9. Reviewer’s comment: Must improve figures. They are blurry and not easy to read

-       What is the rationale for choosing NRP1? How did the researchers come about finding NRP1 as a gene target (apart from it being overexpressed in other cancers)? Why did they decide to look at it in specific subtypes?

RESPONSE: Given that pediatric brain tumors likely arise from abnormalities in CNS development during embryogenesis, they may be particularly sensitive to factors that influence neurodevelopment, such as NRP1. We have included this comment sin the revised Introduction to clarify the basis for our study’s rationale.

 

10. Reviewer’s comment:

-       In the discussion, authors wrote “MRP1” instead of NRP1 

RESPONSE: This has been corrected in the revised manuscript.

 

11. Reviewer’s comment: The authors have mentioned in methods that “MicroRNA ex-153 pression levels were normalized using the R2 Genomics Analysis and Visualization Plat-154 form (http://r2.amc.nl).” Where is this data displayed? 

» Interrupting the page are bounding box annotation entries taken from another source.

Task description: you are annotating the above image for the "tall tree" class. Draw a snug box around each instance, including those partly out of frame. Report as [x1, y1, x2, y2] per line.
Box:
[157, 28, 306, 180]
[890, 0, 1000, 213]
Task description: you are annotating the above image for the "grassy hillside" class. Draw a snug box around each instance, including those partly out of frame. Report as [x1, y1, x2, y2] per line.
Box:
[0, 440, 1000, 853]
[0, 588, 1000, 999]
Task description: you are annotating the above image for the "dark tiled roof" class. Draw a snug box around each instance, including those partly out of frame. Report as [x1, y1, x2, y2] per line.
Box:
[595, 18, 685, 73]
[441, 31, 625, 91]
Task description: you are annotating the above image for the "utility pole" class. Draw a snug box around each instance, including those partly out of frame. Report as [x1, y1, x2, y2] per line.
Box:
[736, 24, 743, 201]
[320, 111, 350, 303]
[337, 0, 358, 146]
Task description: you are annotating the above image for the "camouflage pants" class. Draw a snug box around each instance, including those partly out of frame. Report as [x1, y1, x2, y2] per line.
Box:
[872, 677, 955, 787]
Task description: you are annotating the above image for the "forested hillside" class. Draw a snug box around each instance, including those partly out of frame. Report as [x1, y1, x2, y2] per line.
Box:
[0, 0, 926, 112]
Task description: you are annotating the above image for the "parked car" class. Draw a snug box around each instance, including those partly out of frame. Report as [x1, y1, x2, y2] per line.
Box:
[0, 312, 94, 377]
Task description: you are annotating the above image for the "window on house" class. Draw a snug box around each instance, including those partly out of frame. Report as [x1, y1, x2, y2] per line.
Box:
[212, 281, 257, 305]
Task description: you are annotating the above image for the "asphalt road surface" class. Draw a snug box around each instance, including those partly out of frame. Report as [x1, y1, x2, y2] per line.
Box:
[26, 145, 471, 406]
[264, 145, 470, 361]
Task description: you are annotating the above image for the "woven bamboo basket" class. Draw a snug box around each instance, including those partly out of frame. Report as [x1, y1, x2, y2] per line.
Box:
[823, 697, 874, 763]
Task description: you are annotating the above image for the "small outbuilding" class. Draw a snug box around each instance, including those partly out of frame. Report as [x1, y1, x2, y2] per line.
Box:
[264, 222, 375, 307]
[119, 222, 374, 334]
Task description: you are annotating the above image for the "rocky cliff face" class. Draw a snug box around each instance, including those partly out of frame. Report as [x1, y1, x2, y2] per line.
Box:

RESPONSE: This mention to microRNA was included by mistake and has now been corrected.

 

12. Reviewer’s comment: Although the finding that low expression of the NRP1is associated with shorter survival in patients with SHH and Group 3 Medulloblastoma seems noteworthy, interest to the readers may be dampened without any experimental validation studies. 

RESPONSE: Our article is a rapid communication highlighting a potential novel role for NRP1 expression as a predictor of survival in MB patients. Future experiments should examine this issue using experimental assays in MB cells.   

 

Round 2

Reviewer 2 Report

The revised manuscript has been improved.